Prelogar argued that a ban on race-conscious admissions would “harm students” across the U.S. and cause campus diversity to “plummet.”
“Because college is the training ground for America’s future leaders, the negative consequences would have reverberations throughout just about every important institution in America,” she said, noting that diversity is important in the military, business, and in innovation.
Monday’s arguments were the latest chapter of a legal battle that started in 2014, when SFFA sued Harvard in U.S. District Court in Boston alleging that its race-conscious admissions policies discriminated against Asian Americans and were unconstitutional. In 2019, after a three-week trial, a district court judge upheld Harvard’s limited use of race in admissions and found no evidence that Harvard was unlawfully discriminating against Asian Americans or any other racial groups.

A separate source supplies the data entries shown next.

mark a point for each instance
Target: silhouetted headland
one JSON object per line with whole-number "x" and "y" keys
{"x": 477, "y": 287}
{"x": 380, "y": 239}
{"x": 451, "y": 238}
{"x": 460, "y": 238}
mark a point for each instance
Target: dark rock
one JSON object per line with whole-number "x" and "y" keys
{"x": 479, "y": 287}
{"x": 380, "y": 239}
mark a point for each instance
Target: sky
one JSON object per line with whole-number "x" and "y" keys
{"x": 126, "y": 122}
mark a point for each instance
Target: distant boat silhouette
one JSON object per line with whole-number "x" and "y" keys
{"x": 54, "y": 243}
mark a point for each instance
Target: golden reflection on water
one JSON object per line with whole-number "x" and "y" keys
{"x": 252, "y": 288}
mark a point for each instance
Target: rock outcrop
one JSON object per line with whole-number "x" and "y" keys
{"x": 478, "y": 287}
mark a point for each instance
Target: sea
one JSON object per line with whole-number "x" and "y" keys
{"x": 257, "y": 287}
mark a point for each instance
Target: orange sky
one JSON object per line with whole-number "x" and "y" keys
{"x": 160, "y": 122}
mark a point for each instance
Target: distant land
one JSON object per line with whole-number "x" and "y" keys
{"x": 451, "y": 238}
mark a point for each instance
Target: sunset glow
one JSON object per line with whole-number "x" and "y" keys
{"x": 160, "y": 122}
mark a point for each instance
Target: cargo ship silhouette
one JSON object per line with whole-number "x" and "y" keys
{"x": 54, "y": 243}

A year later, the First Circuit Court of Appeals affirmed the district court’s judgment for Harvard, holding that after a careful review of the record, “Harvard’s race-conscious admissions program does not violate Title VI of the Civil Rights Act.” Despite those unanimous decisions, SFFA petitioned the Supreme Court in 2021 to hear the case. After the Court agreed to take the case, wide coalitions of organizations, including civil rights advocates, multinational corporations, and the U.S. military, spoke out in support of Harvard’s practices.